Several established protocols are now available for multiplex imaging based on IHC approaches or IF. Despite multiplexing being a relatively recent development for understanding complex tumor microenvironments, new protocol development is happening rapidly to fully exploit the opportunities in immunology offered by multiplexing.3 Companies such as TissueGnostics, who are experts in bioimaging applications and image analysis, also now have dedicated hardware platforms designed with multiplexing experiments as their focus.
How does it Work?
Multiplexing is a powerful technique used in tissue cytometry that allows for the simultaneous analysis of multiple markers within a single tissue sample. This is particularly important in the study of complex biological systems, such as the tumor microenvironment, where numerous cell types and signaling molecules interact.
There are two main types of multiplexing methods: immunohistochemistry (IHC)-based and immunofluorescence (IF)-based. Several IHC-based multiplexing methods use the chemical property of alcohol solubility of the peroxidase substrate 3-amino-9-ethylcarbazole (AEC). After image acquisition, the AEC is removed with an organic solvent-based destaining buffer, and the tissue is restained with new antibodies targeting other markers of interest.
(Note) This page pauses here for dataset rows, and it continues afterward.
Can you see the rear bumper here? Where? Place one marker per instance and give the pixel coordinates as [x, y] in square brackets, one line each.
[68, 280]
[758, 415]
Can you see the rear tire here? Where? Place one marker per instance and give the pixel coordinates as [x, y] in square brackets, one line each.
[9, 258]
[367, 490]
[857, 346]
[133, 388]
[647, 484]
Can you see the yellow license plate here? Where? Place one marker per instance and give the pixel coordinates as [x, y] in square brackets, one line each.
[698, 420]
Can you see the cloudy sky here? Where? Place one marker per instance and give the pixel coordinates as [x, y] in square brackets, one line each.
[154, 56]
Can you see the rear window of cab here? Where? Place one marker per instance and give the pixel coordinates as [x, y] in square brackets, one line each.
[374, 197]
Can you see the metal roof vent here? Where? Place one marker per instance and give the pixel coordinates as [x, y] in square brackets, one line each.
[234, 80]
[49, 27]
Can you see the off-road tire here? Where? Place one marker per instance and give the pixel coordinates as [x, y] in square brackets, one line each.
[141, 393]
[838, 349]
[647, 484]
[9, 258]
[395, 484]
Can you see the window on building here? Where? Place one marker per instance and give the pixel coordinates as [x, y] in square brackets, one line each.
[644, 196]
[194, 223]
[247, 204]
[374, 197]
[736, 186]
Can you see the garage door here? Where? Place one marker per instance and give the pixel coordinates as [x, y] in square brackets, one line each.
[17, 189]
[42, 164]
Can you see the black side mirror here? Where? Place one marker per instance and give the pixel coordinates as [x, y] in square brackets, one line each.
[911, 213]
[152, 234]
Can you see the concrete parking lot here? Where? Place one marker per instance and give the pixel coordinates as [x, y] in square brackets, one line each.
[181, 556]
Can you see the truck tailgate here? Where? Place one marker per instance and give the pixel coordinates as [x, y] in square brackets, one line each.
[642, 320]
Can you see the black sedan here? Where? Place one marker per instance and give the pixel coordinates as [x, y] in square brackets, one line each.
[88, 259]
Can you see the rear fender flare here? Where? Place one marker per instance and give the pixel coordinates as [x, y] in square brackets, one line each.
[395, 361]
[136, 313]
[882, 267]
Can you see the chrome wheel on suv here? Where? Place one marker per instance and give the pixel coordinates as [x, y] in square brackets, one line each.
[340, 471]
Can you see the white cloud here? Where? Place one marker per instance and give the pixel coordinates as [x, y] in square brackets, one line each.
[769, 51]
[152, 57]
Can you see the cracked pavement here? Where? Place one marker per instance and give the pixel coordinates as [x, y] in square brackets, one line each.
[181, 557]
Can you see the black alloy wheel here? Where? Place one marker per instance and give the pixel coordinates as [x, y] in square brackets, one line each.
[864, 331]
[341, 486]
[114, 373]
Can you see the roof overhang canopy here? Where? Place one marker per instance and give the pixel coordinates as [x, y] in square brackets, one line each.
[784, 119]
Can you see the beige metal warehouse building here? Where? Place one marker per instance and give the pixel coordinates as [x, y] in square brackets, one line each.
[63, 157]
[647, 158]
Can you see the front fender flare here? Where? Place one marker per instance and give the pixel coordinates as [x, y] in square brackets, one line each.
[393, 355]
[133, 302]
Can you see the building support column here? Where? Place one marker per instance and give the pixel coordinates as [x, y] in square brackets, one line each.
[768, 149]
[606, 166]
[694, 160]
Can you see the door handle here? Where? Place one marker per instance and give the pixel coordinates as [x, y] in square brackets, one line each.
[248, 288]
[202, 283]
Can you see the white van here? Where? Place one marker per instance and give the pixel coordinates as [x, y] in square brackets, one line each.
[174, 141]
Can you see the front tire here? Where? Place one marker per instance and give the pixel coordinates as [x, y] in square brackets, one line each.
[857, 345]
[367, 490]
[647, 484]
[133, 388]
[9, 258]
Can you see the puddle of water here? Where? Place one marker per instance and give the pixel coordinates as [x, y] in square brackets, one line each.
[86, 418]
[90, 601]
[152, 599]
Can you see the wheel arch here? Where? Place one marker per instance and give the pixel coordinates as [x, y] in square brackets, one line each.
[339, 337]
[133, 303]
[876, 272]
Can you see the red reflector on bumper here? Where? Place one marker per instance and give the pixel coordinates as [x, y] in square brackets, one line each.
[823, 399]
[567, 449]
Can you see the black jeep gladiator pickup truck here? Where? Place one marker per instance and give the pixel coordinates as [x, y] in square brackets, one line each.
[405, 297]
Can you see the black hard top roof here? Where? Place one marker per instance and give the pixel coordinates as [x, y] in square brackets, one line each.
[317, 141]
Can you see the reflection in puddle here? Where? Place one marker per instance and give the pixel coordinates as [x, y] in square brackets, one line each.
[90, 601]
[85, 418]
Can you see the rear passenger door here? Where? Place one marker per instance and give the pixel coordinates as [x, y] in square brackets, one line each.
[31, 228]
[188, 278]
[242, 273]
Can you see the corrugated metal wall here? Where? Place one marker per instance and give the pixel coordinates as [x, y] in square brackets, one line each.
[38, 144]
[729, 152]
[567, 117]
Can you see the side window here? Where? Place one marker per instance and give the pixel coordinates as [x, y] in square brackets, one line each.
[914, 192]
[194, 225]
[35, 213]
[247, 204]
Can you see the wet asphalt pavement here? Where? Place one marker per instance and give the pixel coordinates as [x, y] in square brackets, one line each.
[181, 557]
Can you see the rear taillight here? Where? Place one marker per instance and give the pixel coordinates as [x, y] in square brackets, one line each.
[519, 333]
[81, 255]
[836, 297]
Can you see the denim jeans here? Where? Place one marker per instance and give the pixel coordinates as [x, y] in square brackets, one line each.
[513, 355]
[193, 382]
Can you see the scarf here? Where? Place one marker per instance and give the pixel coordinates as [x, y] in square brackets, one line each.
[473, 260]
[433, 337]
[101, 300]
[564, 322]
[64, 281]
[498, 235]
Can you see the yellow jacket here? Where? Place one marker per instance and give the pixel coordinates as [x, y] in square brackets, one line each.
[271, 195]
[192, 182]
IF-based multiplexing methods, on the other hand, are faster and more effective than IHC-based methods, as they allow for more than one marker to be stained simultaneously in each staining round. Techniques such as “TSA Opal multiplex immunohistochemistry” (Opal mIHC), “in silico multiplexing workflow”, “tissue-based cyclic immunofluorescence” (t-Cycif), and DNA barcoding-based techniques like “CO detection by InDEXing” (CODEX) fall under this category.
The enhanced number of stained markers offered by multiplexing also increases the necessity for advanced imaging and analysis platforms. These platforms provide fully automated acquisition of the stained tissue sections and computer-assisted high-content phenotypic analysis. The integration of artificial intelligence algorithms for pattern recognition into the image analysis process has been a significant advancement, enabling automatic detection of objects such as nuclei and specific structures within an entire digitized slide.
Multiplexing has the opportunity to dramatically improve workflows, reduce sample consumption and drastically increase the number of detected markers. However, the wealth of information in multiplex images means sophisticated data analysis methods which are often required to fully capitalize on the opportunities offered.
Contact TissueGnostics today to find out how our specially designed data analysis suites and instrumentation can help you realize the efficiency improvements of multiplex imaging in combination with automation in your laboratory.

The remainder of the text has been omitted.